Antifa Handbook Author Discusses Rose of AntiFa Movement

C-SPAN Washington Journal (2017)

The following is an excellent C-SPAN presentation by Mark Bray, author of The AntiFa Handbook. Bray himself isn’t an Antifa member, but an historian and professor at Dartmouth. He’s a Jewish descendant of Holocaust survivors and credits this for his interest in AntiFa.

He describes AntiFa as being a diverse network of groups dedicated to collective self-defense against neo-Nazi and fascist street violence.

He traces the movement back to the 1930s when Nazis were first coming to power in Germany and fascists in Italy. There was a resurgence in AntiFa organizing in the US and Europe in the 1980s, in response to Nazi skinhead attacks at punk concerts and gatherings.

He refutes the pervasive claim that Geroge Soros is financing AntiFa, based on the fact the name doesn’t refer to a single organization but a loose-knit network of many disparate groups with no central leadership.*

He also disputes the common assertion by the media and traditional “liberal” groups and spokespeople (eg Chris Hedges and the ACLU) that fighting hate speech and organized violence against vulnerable groups amounts to the suppression of free speech or left wing fascism.

He argues that traditional “liberal” methods of suppressing fascist violence have never worked.
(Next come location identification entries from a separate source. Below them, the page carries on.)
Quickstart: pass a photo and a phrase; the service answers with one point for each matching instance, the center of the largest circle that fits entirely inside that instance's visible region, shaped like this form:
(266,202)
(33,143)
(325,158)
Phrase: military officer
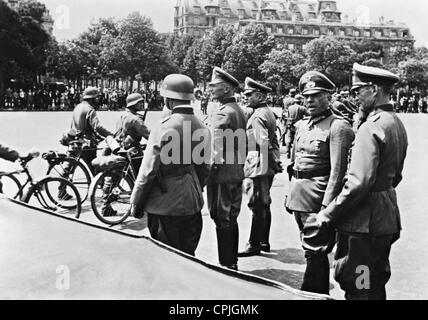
(366,213)
(318,166)
(263,162)
(295,113)
(224,189)
(170,181)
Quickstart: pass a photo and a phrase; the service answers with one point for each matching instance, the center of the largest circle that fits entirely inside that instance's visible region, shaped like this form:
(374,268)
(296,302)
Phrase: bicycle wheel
(49,193)
(10,186)
(79,174)
(110,195)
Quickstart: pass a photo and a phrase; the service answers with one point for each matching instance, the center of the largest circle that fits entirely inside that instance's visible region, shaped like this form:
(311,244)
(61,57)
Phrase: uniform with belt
(170,181)
(263,162)
(85,120)
(224,189)
(366,213)
(319,162)
(295,113)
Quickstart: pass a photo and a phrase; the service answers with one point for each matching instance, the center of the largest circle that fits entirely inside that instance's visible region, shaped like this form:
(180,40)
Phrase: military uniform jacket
(8,154)
(296,112)
(368,201)
(228,162)
(261,130)
(85,120)
(131,124)
(182,177)
(322,143)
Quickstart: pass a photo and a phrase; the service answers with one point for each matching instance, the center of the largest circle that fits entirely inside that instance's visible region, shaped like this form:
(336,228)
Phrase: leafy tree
(248,51)
(214,48)
(191,60)
(23,43)
(415,73)
(332,57)
(282,67)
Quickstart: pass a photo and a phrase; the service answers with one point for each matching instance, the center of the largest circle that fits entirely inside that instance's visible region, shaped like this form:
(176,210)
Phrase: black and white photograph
(195,151)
He also points to German and Italian history to make the point that organized neo-Nazi and fascist violence becomes extremely dangerous once a national leader like Trump begins to endorse it. This type of official advocacy can make it grow really quickly, which is why it’s especially important to stop it when it’s small.

The Q&As are the best part of the presentation, especially when Bray explains the concept of preemptive self-defense and the importance of protecting vulnerable immigrants and minorities when the police fail to do so.


*I have traced the factual basis of this claim. It originates from the discovery that an NGO called Alliance for Justice – which chooses to self-identify with the Antifa movement – advertised for paid protestors for an antifascist protest against Alt-Right organizer Milo Yannopoulos in Berkeley. In 2016 the Soros-funded Tides Foundation donated $50,000 (out of their $2.2 million budget) to Alliance for Justice (AFJ). To stretch this into a claim that Soros is financing Antifa is ludicrous.